Functional hypothalamic amenorrhea
The general term functional hypothalamic amenorrhea (FHA) has been used to characterize secondary amenorrhea in women who do not ingest drugs, do not engage in strenuous exercise, are not undergoing environmental stress, have not lost weight, and do not have pituitary, ovarian or uterine abnormalities.
When sufficient gonadotropins are produced to maintain circulating estradiol levels above 40 pg/mL, the term hypothalamic-pituitary dysfunction has been used to characterize this disorder. When the estradiol levels fall below 40 pg/mL, the term hypothalamic-pituitary failure is used, indicating a more serious disorder. Serum estradiol levels above 40 pg/mL are usually sufficient to stimulate endometrial growth and sloughing of the endometrial tissue usually occurs when progesterone levels fall several days after exogenous progestins are last administered.
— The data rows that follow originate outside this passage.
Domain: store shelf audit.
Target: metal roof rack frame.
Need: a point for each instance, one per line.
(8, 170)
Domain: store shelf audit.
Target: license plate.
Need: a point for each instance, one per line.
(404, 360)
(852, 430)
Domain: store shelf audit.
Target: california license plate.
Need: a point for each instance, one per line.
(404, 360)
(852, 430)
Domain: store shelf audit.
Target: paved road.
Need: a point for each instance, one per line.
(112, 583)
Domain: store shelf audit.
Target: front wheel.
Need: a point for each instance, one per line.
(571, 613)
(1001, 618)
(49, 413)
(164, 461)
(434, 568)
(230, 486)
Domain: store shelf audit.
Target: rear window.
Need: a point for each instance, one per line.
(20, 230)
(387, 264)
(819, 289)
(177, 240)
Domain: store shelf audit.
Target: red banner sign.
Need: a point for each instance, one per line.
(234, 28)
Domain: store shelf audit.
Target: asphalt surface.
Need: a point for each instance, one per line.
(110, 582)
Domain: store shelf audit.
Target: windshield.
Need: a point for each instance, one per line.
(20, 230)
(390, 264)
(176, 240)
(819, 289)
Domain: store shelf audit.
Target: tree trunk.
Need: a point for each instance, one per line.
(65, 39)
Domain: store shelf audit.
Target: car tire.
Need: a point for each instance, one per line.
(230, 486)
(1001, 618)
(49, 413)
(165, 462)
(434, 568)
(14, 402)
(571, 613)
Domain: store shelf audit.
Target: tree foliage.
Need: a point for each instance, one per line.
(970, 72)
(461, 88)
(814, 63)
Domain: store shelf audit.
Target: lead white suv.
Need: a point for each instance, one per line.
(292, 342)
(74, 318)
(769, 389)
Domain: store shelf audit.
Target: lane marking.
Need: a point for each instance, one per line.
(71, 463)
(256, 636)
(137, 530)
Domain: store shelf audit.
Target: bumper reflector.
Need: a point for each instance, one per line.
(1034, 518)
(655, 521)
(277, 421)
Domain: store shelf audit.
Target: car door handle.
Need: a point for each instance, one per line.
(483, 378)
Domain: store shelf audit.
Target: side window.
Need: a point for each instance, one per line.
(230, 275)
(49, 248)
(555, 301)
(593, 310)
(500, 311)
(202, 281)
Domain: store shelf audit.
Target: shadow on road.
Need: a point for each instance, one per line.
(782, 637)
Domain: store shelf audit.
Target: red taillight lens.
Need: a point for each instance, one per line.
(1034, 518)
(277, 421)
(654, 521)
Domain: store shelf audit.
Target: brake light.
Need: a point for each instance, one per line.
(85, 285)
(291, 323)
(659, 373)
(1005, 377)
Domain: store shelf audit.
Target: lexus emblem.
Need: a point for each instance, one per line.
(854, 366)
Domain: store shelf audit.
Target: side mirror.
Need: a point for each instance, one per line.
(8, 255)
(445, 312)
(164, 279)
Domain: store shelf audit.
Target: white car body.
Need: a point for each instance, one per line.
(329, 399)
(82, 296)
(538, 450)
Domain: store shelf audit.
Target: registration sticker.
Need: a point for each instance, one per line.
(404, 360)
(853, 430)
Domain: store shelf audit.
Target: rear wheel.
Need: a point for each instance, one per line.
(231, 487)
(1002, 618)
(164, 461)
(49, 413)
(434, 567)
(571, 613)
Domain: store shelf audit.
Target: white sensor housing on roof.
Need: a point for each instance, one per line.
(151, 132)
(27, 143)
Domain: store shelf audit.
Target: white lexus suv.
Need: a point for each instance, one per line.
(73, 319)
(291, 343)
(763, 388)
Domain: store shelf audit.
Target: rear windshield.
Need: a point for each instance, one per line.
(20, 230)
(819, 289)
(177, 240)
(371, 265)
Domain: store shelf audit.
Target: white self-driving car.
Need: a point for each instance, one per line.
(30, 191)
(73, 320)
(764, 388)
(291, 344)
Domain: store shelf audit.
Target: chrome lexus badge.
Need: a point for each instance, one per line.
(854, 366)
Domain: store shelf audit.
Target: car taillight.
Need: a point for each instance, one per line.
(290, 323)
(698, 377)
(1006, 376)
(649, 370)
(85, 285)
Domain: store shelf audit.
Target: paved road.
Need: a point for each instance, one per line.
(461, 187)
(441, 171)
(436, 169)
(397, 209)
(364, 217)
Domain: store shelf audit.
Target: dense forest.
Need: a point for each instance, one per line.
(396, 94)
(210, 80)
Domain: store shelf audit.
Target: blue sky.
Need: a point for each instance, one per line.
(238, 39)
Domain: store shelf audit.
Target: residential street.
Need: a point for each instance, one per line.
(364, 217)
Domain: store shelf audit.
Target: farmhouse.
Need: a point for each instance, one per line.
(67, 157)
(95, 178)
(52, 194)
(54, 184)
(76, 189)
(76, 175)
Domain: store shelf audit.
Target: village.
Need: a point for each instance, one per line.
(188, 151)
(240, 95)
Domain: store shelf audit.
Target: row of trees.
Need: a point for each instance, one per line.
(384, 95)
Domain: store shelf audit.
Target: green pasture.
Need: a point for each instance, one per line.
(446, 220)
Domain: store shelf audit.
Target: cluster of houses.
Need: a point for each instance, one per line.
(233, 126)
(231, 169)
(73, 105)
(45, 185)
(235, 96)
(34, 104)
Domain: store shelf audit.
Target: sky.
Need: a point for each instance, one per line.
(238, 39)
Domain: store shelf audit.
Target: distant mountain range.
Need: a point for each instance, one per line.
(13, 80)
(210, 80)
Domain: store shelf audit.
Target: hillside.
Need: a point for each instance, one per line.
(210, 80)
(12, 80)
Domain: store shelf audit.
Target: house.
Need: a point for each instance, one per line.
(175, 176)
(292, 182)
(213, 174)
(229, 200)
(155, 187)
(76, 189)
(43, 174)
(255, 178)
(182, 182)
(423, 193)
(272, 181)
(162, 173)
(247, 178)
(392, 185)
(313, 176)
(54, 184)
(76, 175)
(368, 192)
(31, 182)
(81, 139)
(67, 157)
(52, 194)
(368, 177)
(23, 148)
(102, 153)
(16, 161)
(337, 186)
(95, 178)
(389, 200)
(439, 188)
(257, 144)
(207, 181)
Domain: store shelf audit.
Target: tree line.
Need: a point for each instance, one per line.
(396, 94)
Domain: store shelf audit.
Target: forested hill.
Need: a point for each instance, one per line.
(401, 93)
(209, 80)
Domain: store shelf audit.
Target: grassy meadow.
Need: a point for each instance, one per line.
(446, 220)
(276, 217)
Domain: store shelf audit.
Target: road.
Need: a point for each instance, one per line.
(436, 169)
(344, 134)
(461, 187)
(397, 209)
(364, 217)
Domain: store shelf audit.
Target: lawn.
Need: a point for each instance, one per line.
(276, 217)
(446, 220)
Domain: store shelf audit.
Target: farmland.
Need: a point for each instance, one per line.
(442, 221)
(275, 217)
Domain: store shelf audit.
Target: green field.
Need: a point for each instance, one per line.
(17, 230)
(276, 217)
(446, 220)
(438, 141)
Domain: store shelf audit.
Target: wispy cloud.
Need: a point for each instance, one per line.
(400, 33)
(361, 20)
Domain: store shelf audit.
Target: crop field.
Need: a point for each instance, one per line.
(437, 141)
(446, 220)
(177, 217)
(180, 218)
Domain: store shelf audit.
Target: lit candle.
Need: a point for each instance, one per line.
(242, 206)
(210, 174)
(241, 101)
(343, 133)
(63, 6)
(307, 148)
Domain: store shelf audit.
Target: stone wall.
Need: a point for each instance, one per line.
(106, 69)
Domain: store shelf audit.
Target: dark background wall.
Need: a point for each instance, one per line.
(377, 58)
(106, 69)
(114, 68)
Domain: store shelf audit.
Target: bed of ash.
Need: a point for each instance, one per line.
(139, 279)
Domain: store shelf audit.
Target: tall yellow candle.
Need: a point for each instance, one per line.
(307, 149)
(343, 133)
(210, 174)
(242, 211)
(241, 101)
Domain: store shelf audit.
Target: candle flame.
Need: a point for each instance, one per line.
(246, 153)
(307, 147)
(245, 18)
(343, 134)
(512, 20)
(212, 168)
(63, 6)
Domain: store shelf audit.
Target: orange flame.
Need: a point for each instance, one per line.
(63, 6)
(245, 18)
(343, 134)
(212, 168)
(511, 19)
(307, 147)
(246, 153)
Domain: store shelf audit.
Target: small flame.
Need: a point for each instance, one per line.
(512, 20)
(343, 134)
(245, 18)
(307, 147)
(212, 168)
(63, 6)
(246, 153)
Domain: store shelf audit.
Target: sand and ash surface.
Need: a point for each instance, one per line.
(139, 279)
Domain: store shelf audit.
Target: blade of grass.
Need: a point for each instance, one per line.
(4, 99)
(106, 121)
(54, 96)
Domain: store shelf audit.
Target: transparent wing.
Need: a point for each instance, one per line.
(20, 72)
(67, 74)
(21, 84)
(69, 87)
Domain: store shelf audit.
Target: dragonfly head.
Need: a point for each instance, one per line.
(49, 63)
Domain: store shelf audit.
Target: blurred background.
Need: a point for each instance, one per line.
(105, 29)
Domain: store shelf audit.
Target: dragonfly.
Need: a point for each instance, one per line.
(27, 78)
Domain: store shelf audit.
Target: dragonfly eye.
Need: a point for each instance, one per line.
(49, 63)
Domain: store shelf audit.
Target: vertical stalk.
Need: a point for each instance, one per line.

The presence or absence of the withdrawal bleeding response to progesterone administration has also been used to differentiate between the two diagnostic categories of FHA instead of measurement of estradiol.
Piuitary lesions
Although most pituitary tumors secrete prolactin, some do not. However, they may impede the action of prolactininhibitory substance (dopamine) on the lactotrophs and thus result in mild elevations of prolactin. These tumors may cause secondary amenorrhea to occur without hyperprolactinemia. Chromophobe adenomas are the most common nonprolactin-secreting pituitary tumors. In addition, both basophilic (ACTH secreting) and acidophilic (growth hormone (GH) secreting) adenomas may not secrete prolactin.
Pituitary cells can become damaged or necrotic as a result of anoxia, thrombosis or hemorrhage. When pituitary cell destruction results from a hypotensive episode during pregnancy, the disorder is called Sheehan’s syndrome. When the disorder is unrelated to pregnancy, it is called Simmond’s disease. Diagnosing this cause of secondary amenorrhea is important because pituitary damage (unlike hypothalamic dysfunction) can be associated with decreased secretion of other pituitary hormones. Thus, individuals with pituitary lesions may have secondary hypothyroidism or adrenal insufficiency that seriously impairs their health, in addition to their decreased estrogen levels.
Ovarian factors
The ovaries may fail to secrete sufficient estrogen to produce endometrial growth if the follicles are damaged as a result of infection, interference with blood supply, chemotherapy, radiation or surgical depletion (e.g. bilateral cystectomies). Even without these etiologies, the ovaries may spontaneously stop producing sufficient estrogen to stimulate endometrial growth several years before the age of the physiologic menopause. When this condition occurs before the age of 40, the term premature ovarian failure (POF) is best used to describe the clinical entity. About 1% of women under the age of 40 years develop POF, and the incidence steadily increases from ages 15 to 39.